The power purchasing cost measured using three different methods is shown in Figure 6. The cost calculated using M1 and M2 is almost identical due to low electricity prices and less B2B power. The excessive EVs supplement energy in BSS1, resulting in few dischargeable batteries. Few EVs supplement energy in BSS2 and BSS3, resulting in low charging power and low power cost. In M3, the fast-charging power of BSS1 is reduced due to EVs releasing energy. It results in the decreased power cost in BSS1 and increased power cost in BSS2 and BSS3.

The power exchange schemes result in the inconsistent BDC, as shown in Figure 7. The BDC in BSS1 is more than that in BSS2 and BSS3. It is because EVs centralize supplement energy in BSS1 and fast charging in some batteries takes place. The BDC variance between M1 and M2 is not remarkable. This is because almost all batteries in BSS1 have to charge for excess EVs supplementing energy. With fewer EVs driving to BSS2 and BSS3, BSSs could schedule an economic and elastic charging scheme. The BDC using M3 in BSS1 is less than that using M1 and M2 by reducing the fast-charging power. Meanwhile, it increases the number of EVs that supplement energy in BSS2 and BSS3. The BDC using M3 is a little more than that using M1 and M2 due to an acceptable number of EVs being dispatched to BSS2 and BSS3.

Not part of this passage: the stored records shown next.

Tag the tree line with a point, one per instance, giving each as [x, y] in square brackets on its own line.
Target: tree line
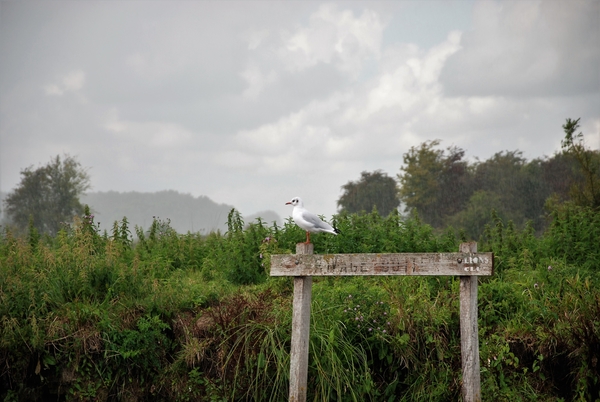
[438, 185]
[444, 189]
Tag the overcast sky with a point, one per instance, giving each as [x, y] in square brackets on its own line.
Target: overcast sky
[254, 102]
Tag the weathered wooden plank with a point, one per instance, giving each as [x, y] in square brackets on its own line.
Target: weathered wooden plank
[453, 264]
[300, 331]
[469, 333]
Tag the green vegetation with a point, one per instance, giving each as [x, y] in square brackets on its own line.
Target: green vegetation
[446, 190]
[373, 190]
[134, 314]
[48, 195]
[181, 317]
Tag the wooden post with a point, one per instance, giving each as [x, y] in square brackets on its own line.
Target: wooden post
[467, 263]
[300, 331]
[469, 333]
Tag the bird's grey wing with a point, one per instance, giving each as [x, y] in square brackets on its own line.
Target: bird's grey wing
[315, 221]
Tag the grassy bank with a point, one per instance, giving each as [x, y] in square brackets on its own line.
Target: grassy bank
[89, 315]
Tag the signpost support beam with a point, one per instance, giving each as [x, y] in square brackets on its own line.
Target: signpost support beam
[300, 331]
[469, 333]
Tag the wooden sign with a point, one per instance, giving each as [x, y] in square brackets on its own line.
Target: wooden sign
[467, 263]
[453, 264]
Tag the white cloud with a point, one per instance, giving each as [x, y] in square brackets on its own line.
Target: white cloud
[256, 80]
[336, 37]
[147, 134]
[528, 48]
[70, 82]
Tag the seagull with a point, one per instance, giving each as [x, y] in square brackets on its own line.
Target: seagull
[309, 221]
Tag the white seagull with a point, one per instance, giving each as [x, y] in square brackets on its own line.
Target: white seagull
[309, 221]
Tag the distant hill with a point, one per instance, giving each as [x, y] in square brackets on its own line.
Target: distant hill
[186, 212]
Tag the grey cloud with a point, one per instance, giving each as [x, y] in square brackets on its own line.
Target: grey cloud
[546, 48]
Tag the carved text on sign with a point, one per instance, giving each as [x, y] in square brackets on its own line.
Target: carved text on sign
[382, 264]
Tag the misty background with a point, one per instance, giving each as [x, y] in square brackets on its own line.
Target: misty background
[248, 104]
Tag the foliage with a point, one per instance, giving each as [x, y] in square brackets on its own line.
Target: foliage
[433, 181]
[587, 192]
[373, 190]
[49, 194]
[445, 190]
[151, 314]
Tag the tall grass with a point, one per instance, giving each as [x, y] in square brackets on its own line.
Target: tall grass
[103, 316]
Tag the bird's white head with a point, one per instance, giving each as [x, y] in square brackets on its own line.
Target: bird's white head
[296, 201]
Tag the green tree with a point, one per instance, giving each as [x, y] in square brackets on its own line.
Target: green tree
[587, 191]
[436, 183]
[49, 195]
[374, 189]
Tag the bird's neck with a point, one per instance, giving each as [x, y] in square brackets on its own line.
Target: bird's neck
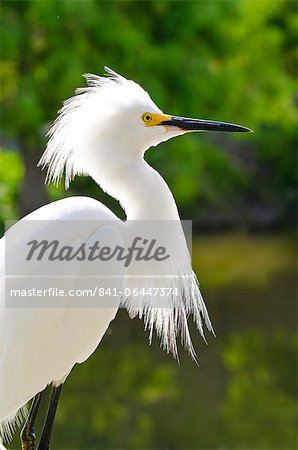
[141, 191]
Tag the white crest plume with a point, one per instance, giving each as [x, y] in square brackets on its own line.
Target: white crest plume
[82, 140]
[82, 121]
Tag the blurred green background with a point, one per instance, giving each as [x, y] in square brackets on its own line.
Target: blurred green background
[225, 60]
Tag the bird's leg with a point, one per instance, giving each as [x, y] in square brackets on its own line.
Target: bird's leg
[44, 443]
[27, 436]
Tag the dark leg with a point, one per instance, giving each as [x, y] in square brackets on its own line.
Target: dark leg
[28, 432]
[44, 443]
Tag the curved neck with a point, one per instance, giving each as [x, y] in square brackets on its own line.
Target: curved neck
[141, 191]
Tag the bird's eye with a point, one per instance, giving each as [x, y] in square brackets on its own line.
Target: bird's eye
[146, 117]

The detailed cost performance is presented in Table 3, and the power purchasing cost is referred to as PPC. According to the analysis shown in Figures 5–7, the power purchasing cost using M2 is less than that using M1 in BSS3 due to the slight B2B power. The BDC using M2 is only a little more than that using M1 in BSS3 due to few discharging batteries. The power purchasing cost using M3 in BSS1 is less than that using M1 and M2 and more in other BSSs. This is because the fast-charging power in BSS1 is decreased and the charging power in other BSSs is increased. The BDC using M3 in BSS1 is less than that using M1 and M2 and more in other BSSs. This is because the fast-charging power in BSS1 is reduced and the charging power in other BSSs is increased.

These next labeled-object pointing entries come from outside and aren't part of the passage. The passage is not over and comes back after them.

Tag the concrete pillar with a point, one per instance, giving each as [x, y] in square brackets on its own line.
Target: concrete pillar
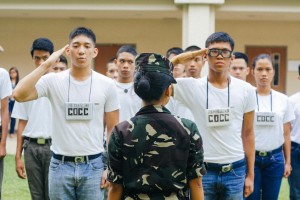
[198, 22]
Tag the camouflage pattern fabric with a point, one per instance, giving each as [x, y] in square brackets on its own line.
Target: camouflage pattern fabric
[154, 155]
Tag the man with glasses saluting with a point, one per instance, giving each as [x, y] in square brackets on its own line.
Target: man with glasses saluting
[223, 108]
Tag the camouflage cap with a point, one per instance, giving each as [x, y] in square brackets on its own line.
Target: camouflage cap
[152, 62]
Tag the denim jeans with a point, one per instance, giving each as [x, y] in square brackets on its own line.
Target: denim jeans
[1, 174]
[70, 180]
[268, 176]
[228, 186]
[294, 178]
[37, 160]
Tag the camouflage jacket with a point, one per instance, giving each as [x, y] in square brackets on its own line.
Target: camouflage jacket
[154, 155]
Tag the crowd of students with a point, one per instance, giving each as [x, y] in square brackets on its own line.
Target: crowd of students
[151, 129]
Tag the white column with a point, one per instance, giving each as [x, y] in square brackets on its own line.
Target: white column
[198, 22]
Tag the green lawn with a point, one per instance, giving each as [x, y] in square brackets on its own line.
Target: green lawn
[15, 188]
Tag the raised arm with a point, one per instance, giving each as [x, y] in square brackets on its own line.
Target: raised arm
[25, 90]
[187, 56]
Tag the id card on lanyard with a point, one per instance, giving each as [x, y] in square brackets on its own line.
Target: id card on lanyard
[79, 111]
[218, 117]
[265, 118]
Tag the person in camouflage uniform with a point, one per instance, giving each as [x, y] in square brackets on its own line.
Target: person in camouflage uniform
[155, 155]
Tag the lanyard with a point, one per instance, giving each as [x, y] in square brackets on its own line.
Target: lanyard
[271, 102]
[90, 87]
[228, 95]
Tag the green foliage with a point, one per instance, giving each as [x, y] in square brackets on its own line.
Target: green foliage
[14, 188]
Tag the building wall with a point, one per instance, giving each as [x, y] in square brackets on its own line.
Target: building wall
[154, 35]
[17, 35]
[268, 33]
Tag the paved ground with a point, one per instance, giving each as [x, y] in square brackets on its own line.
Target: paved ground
[11, 144]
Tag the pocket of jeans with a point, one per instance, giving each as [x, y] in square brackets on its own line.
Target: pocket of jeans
[97, 164]
[239, 172]
[54, 164]
[25, 144]
[278, 158]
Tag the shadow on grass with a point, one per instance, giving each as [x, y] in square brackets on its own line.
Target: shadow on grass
[14, 188]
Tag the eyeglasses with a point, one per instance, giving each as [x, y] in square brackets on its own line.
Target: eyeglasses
[37, 58]
[59, 68]
[216, 52]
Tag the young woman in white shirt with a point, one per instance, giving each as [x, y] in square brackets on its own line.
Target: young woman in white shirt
[272, 132]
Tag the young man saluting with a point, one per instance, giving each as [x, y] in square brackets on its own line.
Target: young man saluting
[220, 103]
[81, 100]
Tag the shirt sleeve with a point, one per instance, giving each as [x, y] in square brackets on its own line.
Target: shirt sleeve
[5, 86]
[42, 86]
[115, 159]
[289, 113]
[195, 167]
[20, 111]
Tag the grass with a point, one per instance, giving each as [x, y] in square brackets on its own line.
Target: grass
[14, 188]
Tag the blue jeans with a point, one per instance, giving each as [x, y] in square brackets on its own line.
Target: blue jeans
[70, 180]
[227, 186]
[294, 178]
[268, 176]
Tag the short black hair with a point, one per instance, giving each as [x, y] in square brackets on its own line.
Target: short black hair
[192, 48]
[63, 59]
[42, 44]
[219, 37]
[240, 55]
[262, 56]
[82, 31]
[128, 49]
[174, 50]
[150, 86]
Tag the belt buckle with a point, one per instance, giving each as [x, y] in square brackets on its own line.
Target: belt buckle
[226, 168]
[41, 141]
[262, 153]
[79, 159]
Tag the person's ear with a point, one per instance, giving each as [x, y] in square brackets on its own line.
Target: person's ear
[248, 70]
[168, 91]
[68, 51]
[95, 52]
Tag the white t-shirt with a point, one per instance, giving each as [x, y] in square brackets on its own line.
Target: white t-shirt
[221, 144]
[179, 109]
[5, 86]
[38, 114]
[78, 137]
[130, 102]
[295, 132]
[268, 138]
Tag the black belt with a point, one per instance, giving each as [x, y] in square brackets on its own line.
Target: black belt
[38, 140]
[225, 167]
[295, 145]
[76, 159]
[268, 153]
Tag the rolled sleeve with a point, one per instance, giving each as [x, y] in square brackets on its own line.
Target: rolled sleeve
[196, 165]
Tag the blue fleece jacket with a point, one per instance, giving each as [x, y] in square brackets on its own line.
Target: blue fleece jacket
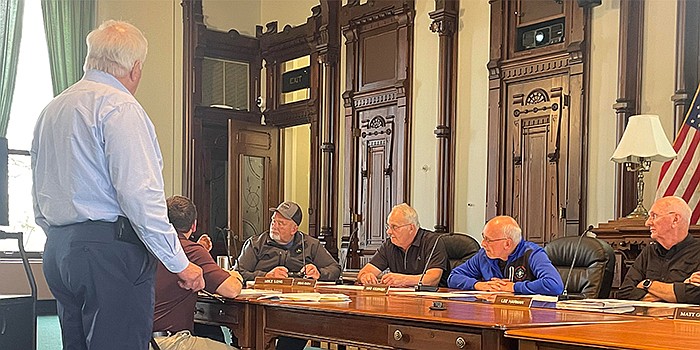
[480, 267]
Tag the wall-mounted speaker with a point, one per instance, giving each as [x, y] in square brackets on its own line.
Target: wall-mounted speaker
[225, 83]
[541, 34]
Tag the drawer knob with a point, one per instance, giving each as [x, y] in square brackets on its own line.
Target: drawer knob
[460, 342]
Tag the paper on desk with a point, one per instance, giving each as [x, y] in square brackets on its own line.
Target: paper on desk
[307, 297]
[342, 286]
[249, 292]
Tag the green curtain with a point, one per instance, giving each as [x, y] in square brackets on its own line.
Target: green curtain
[67, 23]
[11, 25]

Figure 8 shows the chosen battery location in each BSS. The charging power and SOC curve of the battery in the locations are presented with the three methods. In BSS1, due to some EVs releasing energy at the upper power exchange, the purchasing power using M3 is reduced significantly during the 14th–17th hours. In BSS2 and BSS3, the purchasing power using M3 increased remarkedly during the 12th–13th hours due to the additional EVs with low SOC batteries generated at the upper level. Batteries in BSS2 and BSS3 need more charging power for meeting owners’ driving requirements. In BSS3, during the 10th hour, the battery using M2 discharged because of the high electric price and idle batteries. The battery charging from other batteries could reduce the BSS’s operation cost. During the 11th hour, the purchasing power with M3 decreased relatively to that with M2. This is because the upper power exchange results in the varying number of EVs driving to BSS3 and the re-optimization for the lower and middle power exchange schemes.

At the upper power exchange, the cost reduction of the randomly chosen EVs is shown in Table 4. EVs swap lower SOC batteries in BSS1 and supplement energy in BSS2 or BSS3. It can be seen from Table 4 that the initial SOC of the EV battery has little impact on the BSSs’ cost. The cost reduction of EV1 is approximately equal to that of EV4, and the cost reduction of EV3 is much more than that of EV4. The initial SOC of the EV1 battery is equal to that of the EV3 battery. This is because the cost reduction is dependent on the BSS’s operation conditions. When the BSS operates at an exorbitant cost, the responsive EVs at the upper power exchange will receive optimistic rewards. The BSS’s cost reduction is considered the user’s contribution, which directly affects their reward.